Nike severs ties to Armstrong "with great sadness"
New York • Nike has severed ties with cyclist Lance Armstrong, citing insurmountable evidence that he participated in doping and misled the company about those activities for more than a decade.
The clothing and footwear company said Wednesday that it was terminating Armstrong's contract "with great sadness."
"Nike does not condone the use of illegal performance enhancing drugs in any manner," it said in a statement.
Armstrong said Wednesday, just minutes before the announcement from Nike, that he was stepping down as chairman of his Livestrong cancer-fighting charity so that the organization can steer clear of the whirlwind surrounding its founder.
A representative for Armstrong could not be immediately reached for comment.
Nike Inc., based in Beaverton, Ore., said it plans to continue its support for Livestrong. Anheuser-Busch and the sunglasses company Oakley have already pledged ongoing support for the organization.
The U.S. Anti-Doping Agency released a massive report last week detailing allegations of widespread doping by Armstrong and his teams when he won the Tour de France seven consecutive times from 1999 to 2005.
The 41-year-old Armstrong, who overcame life-threatening testicular cancer, retired from cycling a year ago. He announced in August that he would no longer fight the doping allegations that have dogged him for years.
Nike's courting of top celebrity athletes is well known, as are the inherent risks companies assume when doing so.
After Tiger Woods ran his SUV over a fire hydrant in November 2009, eventually bringing to light his infidelities, Accenture, AT&T Inc. and Gatorade cut ties with him. But EA Sports and Nike stood by the golfer.

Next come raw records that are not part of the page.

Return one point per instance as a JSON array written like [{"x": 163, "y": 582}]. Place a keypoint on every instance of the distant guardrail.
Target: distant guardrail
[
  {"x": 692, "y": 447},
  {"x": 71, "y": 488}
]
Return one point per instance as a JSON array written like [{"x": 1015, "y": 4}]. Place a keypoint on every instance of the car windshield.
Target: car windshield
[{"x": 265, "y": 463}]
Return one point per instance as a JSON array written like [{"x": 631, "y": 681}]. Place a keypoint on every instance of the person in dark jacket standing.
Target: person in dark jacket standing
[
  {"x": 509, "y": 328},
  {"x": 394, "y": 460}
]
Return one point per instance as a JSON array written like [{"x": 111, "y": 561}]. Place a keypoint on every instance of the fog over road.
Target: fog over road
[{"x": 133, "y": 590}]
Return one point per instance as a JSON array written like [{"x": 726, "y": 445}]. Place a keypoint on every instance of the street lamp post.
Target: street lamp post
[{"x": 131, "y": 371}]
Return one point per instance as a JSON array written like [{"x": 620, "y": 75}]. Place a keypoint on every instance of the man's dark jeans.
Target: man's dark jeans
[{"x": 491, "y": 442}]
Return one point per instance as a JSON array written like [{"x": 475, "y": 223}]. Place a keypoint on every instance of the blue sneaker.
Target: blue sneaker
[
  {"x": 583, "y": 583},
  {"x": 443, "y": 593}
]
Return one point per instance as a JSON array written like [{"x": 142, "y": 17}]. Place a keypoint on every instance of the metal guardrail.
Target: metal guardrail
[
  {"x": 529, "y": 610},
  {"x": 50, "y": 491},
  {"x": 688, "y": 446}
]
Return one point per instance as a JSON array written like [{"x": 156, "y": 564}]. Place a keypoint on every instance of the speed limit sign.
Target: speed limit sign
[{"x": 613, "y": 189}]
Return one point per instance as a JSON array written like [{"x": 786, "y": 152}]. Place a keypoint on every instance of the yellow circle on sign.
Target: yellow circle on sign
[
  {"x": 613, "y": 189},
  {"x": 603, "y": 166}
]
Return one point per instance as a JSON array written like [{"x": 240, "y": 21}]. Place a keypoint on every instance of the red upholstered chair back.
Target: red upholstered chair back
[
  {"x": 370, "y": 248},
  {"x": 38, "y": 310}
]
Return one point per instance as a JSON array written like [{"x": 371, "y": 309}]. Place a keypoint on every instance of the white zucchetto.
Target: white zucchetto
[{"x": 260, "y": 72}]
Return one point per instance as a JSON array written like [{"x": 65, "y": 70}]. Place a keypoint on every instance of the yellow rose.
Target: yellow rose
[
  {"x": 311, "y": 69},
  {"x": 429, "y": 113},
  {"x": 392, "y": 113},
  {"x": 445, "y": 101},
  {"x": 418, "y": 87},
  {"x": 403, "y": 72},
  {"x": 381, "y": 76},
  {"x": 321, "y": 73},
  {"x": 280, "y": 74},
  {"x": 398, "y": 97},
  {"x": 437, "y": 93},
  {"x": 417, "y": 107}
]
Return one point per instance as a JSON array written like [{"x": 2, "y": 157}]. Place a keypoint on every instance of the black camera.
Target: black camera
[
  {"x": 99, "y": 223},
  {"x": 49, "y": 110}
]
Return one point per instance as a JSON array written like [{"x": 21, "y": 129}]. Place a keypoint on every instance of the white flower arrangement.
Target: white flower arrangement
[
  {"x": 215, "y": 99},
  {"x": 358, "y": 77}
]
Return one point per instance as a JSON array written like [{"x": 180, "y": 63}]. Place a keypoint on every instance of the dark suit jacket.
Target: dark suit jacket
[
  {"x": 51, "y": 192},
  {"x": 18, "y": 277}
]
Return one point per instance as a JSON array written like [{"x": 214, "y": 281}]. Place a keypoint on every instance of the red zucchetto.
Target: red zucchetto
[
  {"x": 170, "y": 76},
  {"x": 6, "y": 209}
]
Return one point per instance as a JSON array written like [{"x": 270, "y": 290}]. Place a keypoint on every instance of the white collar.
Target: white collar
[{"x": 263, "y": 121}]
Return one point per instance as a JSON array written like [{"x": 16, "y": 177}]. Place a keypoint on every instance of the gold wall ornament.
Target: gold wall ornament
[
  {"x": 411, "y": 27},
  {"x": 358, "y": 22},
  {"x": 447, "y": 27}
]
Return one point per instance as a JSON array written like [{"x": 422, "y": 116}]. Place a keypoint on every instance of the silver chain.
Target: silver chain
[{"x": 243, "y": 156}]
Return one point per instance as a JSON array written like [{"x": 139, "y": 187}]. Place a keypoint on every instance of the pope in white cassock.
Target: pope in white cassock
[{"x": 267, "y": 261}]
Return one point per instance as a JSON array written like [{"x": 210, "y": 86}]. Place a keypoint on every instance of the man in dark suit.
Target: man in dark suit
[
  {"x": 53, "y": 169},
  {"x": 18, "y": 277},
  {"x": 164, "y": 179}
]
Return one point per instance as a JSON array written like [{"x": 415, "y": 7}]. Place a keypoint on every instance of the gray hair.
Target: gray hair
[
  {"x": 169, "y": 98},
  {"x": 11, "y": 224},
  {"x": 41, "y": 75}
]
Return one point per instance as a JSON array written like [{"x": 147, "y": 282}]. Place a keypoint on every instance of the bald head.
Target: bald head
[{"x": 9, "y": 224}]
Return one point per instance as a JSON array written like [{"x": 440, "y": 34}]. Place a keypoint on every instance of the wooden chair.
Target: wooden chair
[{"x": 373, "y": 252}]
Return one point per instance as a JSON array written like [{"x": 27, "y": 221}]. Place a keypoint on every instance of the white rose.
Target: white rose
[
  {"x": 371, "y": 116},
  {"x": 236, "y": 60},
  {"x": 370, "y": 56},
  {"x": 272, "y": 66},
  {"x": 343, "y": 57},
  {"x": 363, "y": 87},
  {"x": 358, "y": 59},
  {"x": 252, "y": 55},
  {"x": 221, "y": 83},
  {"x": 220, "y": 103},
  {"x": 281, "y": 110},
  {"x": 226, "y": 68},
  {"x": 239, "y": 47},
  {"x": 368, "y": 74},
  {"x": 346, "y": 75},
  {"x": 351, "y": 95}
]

Nike signed NFL quarterback Michael Vick to a contract during his rookie year in 2001, but ended that pact in August 2007 after he filed a plea agreement admitting his involvement in a dogfighting ring. Vick spent 21 months in prison.
Nike re-signed Vick, who plays with the Philadelphia Eagles, in July 2011. The company said at that time that it didn't condone Vick's actions, but was supportive of the positive changes he had made to better himself off the field.